30 November 2013

Another human interest story

Philomena

Crit
If we were making a top ten list of the Roman Catholic Church's suckiest places and times, most of us would rank Spain of the late 14th and 15th centuries number 1, the U.S. in the late 20th century might be midtable somewhere, but surely there would be a place near the bottom for Ireland in the mid-1900s. Expanding on a secular tradition dating to the early 19th century, several Irish convents, under cover of Christian ministry, took in so-called Magdalenes--young women and girls whose commission of carnal sins had become manifest--and exploited the circumstances by engineering lucrative adoptions by wealthy Americans, and by binding the fallen women to years of indentured servitude.

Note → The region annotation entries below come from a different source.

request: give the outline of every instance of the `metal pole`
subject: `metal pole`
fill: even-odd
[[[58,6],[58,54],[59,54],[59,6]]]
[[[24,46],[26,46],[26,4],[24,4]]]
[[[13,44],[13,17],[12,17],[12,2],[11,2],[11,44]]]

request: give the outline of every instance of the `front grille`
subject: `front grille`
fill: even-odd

This is not the first cinematic treatment of the scandal--The Magdalene Sisters (2002) was an angrymaking contemporary account--but it's the first that I'm aware of that looks back from the recent past, through the barely fictionalized perspective of a woman (happened to read this while waiting for the film to start) encountering after-the-fact stonewalling eerily similar to another on the top ten list imagined above. And it's certainly the only one directed by Stephen Frears with Judi Dench as the questing mother and Steve Coogan as the cynical journalist who allies himself with her. Subtle? Not particularly. Manipulative? Well, yeah. Did I mind? Not a bit of it.
Trailers
  • One Chance--Heartwarming true story of a fat opera lover who scores on a talent show.
  • Heaven Is for Real--Heartwarming true story of an adorable little boy who makes an eschatological round trip.
  • Labor Day--Heartwarming Joyce Maynard story about a romance between an escaped con (Josh Brolin) and a single mother (Kate Winslet).

1 comment:

Unknown said...

I saw this tonight with my 85 year old VERY catholic friend. She adopted two babies in the late '50s, early '60s through catholic charities or some kind of catholic organization. She really loves Judi Dench (as everyone does) and wanted to see it but I told her that it might not shine a very positive light on the catholic church.
Why anyone thinks you have to be a christian to be a good person is beyond me. Nothing good about any of the christians in this story. I wanted to clap when the Coogan character tells the old bitty nun that Jesus would knock her out of her wheelchair.